The paper presentation is terrible, lots of typos, grammatical and formatting issues, Just list a few below:

Line 044 ”sliding window” and ”all pair”, the quotations are wrong
Line 057 “... passage,such as ”yes/no””, no space between comma
Line 059, “However, this approach suffer from these drawbacks”, "suffer " -> “suffers”
Figure 1 caption is completely wrong
Table 1 is terribly formatted

Overall, I think the paper is clearly below the acceptance threshold.

问题

Can your method be applied to first-stage ranking?
How is this method improve (other than the score merging) improves the previous LLM-based text ranking methods in your related work section?

审稿意见

评分: 1置信度: 42024-11-04

This paper proposed a new LLM-for-ranking model called YesNo-Pro. The authors write a new prompt and design a score computation that includes scores from first-stage retrieval process. However, the designed prompt is not much different from previous prompts and does not provide new insights. The idea of using the scores from first-stage retrieval is also quite common. Some statements in the paper are confusing or even wrong.

优点

Many experiments are conducted.

缺点

The designed pointwise-ranking prompt does not significantly differ from existing prompts and offers no additional insights. There are also papers([1,2]) discussing the prompt designs for zero-shot LLM-based rankers. The experiments in Section 4.3.2 also infer that the influences of different prompts on ranking performances are low.
The idea of using scores from retrieval stages is also not novel. Many previous works([4,5]) in hybrid retrieval have discussed it.
Some statements in this paper are confusing or even wrong.
- The authors state that Pointwise approaches are not supported by decoder-only LLMs. This is wrong, many approaches([1,3]) apply decoder-only LLMs for pointwise ranking.
- The authors state that At times, the outputs of LLMs do not conform to predefined relevance labels, and current approaches fail to effectively mitigate this issue, lacking corresponding solutions. This is wrong, we can still calculate the probabilities by resorting to the logits.
- The example in Section 2.1 in line 101 is very confusing. Why LLM based on relevance-based prompts cannot yield correct results? Authors need to explain why LLMs cannot understand relevance in detail instead of simply stating it.
The authors didn't show how much improvements of YesNo-Pro model come from the ranking scores in the first-stage retrieval models. To my knowledge, most previous LLM-for-ranking models don't use scores in first-stage retrieval, which makes the comparison unfair.
The typos in the paper strongly affect the reading. For example, the description of Figure 1 is totally irrelevant to the contents in it.

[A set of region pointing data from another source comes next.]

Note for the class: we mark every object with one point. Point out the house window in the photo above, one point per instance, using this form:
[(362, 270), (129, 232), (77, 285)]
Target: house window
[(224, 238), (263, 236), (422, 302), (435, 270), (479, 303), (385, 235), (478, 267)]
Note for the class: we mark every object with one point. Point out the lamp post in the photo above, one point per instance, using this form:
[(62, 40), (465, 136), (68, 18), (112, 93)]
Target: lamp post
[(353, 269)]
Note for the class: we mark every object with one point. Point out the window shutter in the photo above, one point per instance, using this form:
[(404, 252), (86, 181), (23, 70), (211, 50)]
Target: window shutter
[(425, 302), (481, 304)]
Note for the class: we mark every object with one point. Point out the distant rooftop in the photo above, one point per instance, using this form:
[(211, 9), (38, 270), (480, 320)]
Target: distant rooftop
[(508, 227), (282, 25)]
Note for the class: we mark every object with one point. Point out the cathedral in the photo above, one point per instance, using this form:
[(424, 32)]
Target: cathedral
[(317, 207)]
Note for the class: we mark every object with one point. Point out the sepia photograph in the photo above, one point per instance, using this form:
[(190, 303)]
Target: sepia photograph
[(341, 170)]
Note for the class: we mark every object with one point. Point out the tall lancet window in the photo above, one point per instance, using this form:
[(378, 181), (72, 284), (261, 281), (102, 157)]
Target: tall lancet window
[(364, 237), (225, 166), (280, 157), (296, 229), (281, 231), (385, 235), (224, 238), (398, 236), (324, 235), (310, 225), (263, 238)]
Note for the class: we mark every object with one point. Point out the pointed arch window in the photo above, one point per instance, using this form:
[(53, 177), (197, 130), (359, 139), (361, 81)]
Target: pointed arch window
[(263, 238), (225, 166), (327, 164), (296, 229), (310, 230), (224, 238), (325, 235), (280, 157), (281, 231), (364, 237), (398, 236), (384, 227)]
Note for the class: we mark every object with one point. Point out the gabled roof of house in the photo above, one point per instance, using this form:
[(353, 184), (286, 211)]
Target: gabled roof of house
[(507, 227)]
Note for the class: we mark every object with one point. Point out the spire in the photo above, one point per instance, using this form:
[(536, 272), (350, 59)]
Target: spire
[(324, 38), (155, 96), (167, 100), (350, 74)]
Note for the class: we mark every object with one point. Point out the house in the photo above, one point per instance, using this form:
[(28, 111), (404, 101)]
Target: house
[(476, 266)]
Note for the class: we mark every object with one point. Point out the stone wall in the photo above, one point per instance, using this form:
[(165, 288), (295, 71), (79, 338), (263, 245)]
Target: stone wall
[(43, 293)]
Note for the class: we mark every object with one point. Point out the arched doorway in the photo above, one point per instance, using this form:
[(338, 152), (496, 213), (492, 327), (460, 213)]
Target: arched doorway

[1] Sun, S., Zhuang, S., Wang, S., & Zuccon, G. (2024). An Investigation of Prompt Variations for Zero-shot LLM-based Rankers. SIGIR 2024. [2] Zhuang, H., Qin, Z., Hui, K., Wu, J., Yan, L., Wang, X., & Bendersky, M. (2023). Beyond yes and no: Improving zero-shot llm rankers via scoring fine-grained relevance labels. [3] Ma, X., Wang, L., Yang, N., Wei, F., & Lin, J. (2024, July). Fine-tuning llama for multi-stage text retrieval. [4] Bruch, S., Gai, S., & Ingber, A. (2023). An analysis of fusion functions for hybrid retrieval. ACM Transactions on Information Systems, 42(1), 1-35. [5] Kuzi, S., Zhang, M., Li, C., Bendersky, M., & Najork, M. (2020). Leveraging semantic and lexical matching to improve the recall of document retrieval systems: A hybrid approach.

问题

See the weaknesses.

撤稿通知

2024-11-18

I have read and agree with the venue's withdrawal policy on behalf of myself and my co-authors.